Assistant Professor.
  • Ph.D. in Behavioral and Systems Neuroscience, Rutgers University

Georgia Hodes

Hodes Lab/Faculty
Integrated Life Science Building, Room 2009 (office);
Room 2103 (lab)
1981 Kraft Drive
Blacksburg, VA 24061

My goal is to identify biological mechanisms that contribute to individual differences in vulnerability and resilience to stress and mood disorders such as anxiety and depression. In particular, I am interested in understanding how the sex of an individual contributes to stress susceptibility. I want to develop novel personalized treatments and bioassays for mental illness so these disorders can be medically diagnosed and treated effectively.

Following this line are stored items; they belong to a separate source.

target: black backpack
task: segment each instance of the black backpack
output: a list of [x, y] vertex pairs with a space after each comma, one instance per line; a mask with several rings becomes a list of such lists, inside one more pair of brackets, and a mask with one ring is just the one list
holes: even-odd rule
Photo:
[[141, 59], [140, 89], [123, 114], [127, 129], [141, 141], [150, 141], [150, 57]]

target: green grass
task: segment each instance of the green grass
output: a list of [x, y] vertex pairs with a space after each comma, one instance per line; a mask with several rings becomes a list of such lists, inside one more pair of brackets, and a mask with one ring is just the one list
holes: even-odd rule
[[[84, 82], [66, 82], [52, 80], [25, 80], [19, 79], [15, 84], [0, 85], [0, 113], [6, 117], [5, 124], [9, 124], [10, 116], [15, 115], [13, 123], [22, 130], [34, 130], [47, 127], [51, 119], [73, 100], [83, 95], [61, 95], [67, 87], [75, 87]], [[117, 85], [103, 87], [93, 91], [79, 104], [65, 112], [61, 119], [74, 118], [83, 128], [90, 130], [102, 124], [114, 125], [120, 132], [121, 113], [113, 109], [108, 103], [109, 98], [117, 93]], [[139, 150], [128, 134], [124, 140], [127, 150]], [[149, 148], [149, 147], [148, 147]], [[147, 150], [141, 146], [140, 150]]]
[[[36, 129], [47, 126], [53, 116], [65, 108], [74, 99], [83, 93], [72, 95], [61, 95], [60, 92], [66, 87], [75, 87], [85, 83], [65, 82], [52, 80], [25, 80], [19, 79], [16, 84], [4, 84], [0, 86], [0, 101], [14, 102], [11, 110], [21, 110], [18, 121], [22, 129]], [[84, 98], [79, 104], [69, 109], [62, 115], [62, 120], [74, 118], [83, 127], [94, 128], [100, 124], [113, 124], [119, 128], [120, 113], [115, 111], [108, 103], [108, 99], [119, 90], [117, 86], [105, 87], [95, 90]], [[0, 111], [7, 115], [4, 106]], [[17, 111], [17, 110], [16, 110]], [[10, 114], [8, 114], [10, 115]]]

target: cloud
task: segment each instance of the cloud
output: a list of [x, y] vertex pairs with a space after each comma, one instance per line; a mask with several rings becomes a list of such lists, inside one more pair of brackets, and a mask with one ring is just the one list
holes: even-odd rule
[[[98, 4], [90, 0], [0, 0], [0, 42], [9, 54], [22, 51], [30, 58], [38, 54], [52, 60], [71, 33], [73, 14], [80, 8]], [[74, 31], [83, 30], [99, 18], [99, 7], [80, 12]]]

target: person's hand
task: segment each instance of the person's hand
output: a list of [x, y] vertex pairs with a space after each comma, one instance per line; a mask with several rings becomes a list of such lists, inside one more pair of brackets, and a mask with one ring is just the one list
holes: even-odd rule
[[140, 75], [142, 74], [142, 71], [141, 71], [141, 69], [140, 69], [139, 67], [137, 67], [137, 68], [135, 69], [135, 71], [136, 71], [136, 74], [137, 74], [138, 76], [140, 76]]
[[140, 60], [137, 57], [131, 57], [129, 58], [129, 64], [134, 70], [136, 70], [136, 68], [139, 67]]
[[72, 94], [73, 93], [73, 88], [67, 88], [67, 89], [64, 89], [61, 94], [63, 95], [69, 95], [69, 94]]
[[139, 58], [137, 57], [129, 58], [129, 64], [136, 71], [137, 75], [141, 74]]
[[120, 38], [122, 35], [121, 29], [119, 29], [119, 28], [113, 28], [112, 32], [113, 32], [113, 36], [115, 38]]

My initial education was in the liberal arts. I received a B.A. in Drama/Dance from Bard College and worked as an actor and a designer in New York City. I eventually went back to school and obtained post-baccalaureate training at Hunter College in order to pursue a graduate degree in Neuroscience. I went on to obtain a Ph.D. from Rutgers University in the Behavioral and Systems Neuroscience division of the Psychology program. At Rutgers, I trained with Dr. Tracey Shors exploring sex differences in the effects of stress on cognition and brain plasticity across the lifespan. In 2007 I began postdoctoral training in Pharmacology with Dr. Irwin Lucki at the University of Pennsylvania examining the contribution of adult neurogenesis and neurotrophin mobilization to genetic and sex differences in vulnerability to stress. In 2010, I joined the laboratory of Dr. Scott Russo as a post-doctoral fellow for training in molecular neuroscience. My work at Mt. Sinai focused on neuro-immunological and epigenetic mechanisms contributing to individual differences in stress susceptibility. In 2013 I received a NARSAD young investigator award to examine the role of the cytokine Interleukin-6 in stress susceptibility. In 2015 I was promoted to Assistant Professor at Mt. Sinai. I am honored and excited to join the faculty of VT in 2016. My research program examines sex differences in the peripheral and central immune system and how immune mechanisms interact with brain plasticity to drive behavioral differences in susceptibility and resiliency to stress. My research interests include examining the molecular substrates directing the functional contribution of hormones and cytokines to the onset, symptoms, and generational transmission of mood disorders in both sexes.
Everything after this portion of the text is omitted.